In February of 2010, I traveled to Spain, invited by the University of Alcala, to sit on a dissertation committee. While there, one of the faculty colleagues invited me to a weekend trekking in the Sierras Subbéticas, a mountain range in the province of Cordoba, in Andalucia. The participants were a group of about forty people from Madrid, including some middle aged women, most of them well seasoned in the sport. We set out at 11 am; the trekking was to take three hours and cover about 16 km of mountainous terrain.

Well into the experience, our leader realized that he did not know the terrain well enough. So he decided to scout ahead of the pack, leaving his second-in-command in charge. After waiting for about an hour, the group realized that something had gone wrong. To make matters worse, it was the middle of the winter, it was raining heavily, and the clayey soil was soggy, so some of us were suffering.

Some in the group wanted to advance; others feared getting lost, so advised staying put. No decision had been made, and time was running out. Soon darkness would fall and it would be next to impossible for us to find our way out of that mountain.

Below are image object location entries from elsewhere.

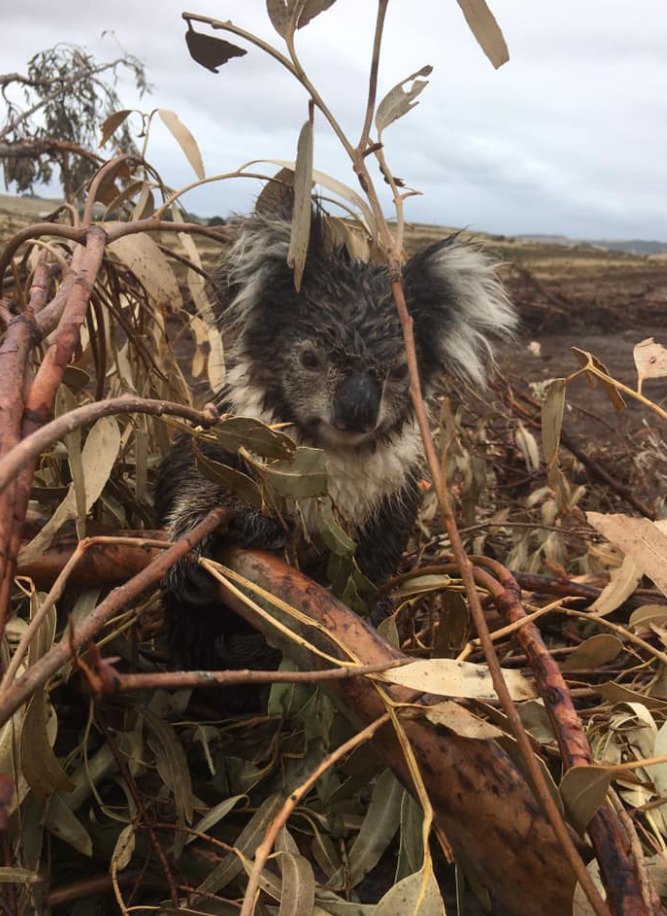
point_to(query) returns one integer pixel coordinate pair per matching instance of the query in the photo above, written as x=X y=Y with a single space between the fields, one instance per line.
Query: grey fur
x=330 y=361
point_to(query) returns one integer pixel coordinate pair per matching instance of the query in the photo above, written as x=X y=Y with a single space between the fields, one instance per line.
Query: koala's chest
x=360 y=483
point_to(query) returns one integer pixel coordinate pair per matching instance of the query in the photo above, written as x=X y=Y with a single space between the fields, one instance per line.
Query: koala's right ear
x=458 y=305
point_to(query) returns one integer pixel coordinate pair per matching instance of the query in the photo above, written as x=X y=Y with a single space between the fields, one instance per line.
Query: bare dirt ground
x=601 y=301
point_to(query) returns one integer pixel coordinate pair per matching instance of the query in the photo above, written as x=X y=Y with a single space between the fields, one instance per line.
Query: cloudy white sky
x=569 y=137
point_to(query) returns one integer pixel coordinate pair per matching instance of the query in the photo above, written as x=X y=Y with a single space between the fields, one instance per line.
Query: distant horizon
x=48 y=195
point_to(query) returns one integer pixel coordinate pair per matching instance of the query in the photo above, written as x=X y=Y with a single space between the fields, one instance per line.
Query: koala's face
x=331 y=357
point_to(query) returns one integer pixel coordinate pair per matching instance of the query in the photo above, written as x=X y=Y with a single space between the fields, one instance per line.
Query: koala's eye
x=310 y=358
x=399 y=373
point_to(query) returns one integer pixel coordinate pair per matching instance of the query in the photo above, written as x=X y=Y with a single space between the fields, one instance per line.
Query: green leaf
x=583 y=789
x=298 y=890
x=299 y=477
x=65 y=825
x=172 y=765
x=234 y=433
x=333 y=534
x=229 y=478
x=112 y=122
x=39 y=764
x=377 y=831
x=246 y=842
x=209 y=51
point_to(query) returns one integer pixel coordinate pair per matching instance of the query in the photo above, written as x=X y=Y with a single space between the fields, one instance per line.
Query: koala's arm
x=184 y=496
x=381 y=542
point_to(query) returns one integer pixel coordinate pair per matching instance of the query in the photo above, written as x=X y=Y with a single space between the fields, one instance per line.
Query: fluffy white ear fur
x=480 y=309
x=477 y=309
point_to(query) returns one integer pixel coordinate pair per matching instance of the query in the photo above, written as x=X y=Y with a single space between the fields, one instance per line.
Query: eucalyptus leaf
x=399 y=101
x=301 y=216
x=185 y=140
x=299 y=477
x=234 y=433
x=230 y=478
x=209 y=51
x=583 y=789
x=486 y=30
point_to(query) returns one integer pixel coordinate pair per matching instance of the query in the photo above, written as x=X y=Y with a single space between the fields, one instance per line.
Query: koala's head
x=330 y=358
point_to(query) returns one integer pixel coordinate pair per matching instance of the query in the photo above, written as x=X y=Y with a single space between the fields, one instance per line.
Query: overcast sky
x=569 y=137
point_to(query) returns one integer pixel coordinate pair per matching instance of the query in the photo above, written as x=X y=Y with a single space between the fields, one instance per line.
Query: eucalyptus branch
x=296 y=795
x=98 y=178
x=228 y=26
x=63 y=88
x=223 y=176
x=372 y=80
x=33 y=445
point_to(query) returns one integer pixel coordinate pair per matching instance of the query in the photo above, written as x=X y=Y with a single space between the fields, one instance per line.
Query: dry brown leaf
x=399 y=101
x=486 y=30
x=303 y=185
x=643 y=540
x=461 y=721
x=141 y=254
x=110 y=124
x=185 y=140
x=622 y=582
x=650 y=360
x=451 y=678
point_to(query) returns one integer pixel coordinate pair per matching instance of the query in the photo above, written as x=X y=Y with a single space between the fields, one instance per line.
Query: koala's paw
x=249 y=528
x=189 y=582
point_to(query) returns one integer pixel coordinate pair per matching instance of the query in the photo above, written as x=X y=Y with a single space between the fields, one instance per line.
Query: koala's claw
x=252 y=529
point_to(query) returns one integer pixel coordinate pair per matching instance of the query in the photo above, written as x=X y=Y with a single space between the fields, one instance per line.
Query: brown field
x=603 y=301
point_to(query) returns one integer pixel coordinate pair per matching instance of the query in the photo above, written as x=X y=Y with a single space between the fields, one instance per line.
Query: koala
x=329 y=361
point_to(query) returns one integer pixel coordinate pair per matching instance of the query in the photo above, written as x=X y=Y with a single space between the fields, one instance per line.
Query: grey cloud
x=569 y=137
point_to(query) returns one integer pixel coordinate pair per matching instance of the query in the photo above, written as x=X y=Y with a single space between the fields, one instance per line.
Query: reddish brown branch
x=41 y=397
x=39 y=673
x=610 y=840
x=481 y=803
x=112 y=680
x=31 y=447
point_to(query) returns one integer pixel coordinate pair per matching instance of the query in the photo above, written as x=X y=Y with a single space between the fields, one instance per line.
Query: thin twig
x=33 y=445
x=264 y=849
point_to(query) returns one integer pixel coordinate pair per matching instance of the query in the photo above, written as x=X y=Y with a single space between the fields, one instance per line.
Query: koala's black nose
x=356 y=403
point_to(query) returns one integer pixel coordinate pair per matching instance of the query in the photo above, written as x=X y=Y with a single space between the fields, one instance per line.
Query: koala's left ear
x=458 y=305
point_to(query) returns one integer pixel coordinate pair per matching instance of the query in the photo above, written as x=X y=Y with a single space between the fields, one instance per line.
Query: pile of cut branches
x=507 y=719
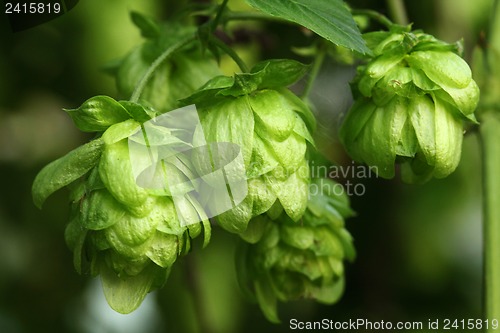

Given the circumstances, despair was beginning to set in, when all of a sudden, we had a stroke of luck! Another party, headed by an experienced guide, was trekking on the same route, so we joined them. About a mile later, we found our leader, who was waiting for us there, wondering where we were. Our party arrived at Zuheros, at the northern edge of the Sierra, three hours later than originally planned. That night, we had a deserved rest at Cabra, on the western edge of the sierra.

So, the moral of the story is: Either know the route well, or trek during the summer.


View of Zuheros, from the Sierra Subbética, Andalucía, Spain

View of Zuheros, from the Sierra Subbética, Andalucía, Spain.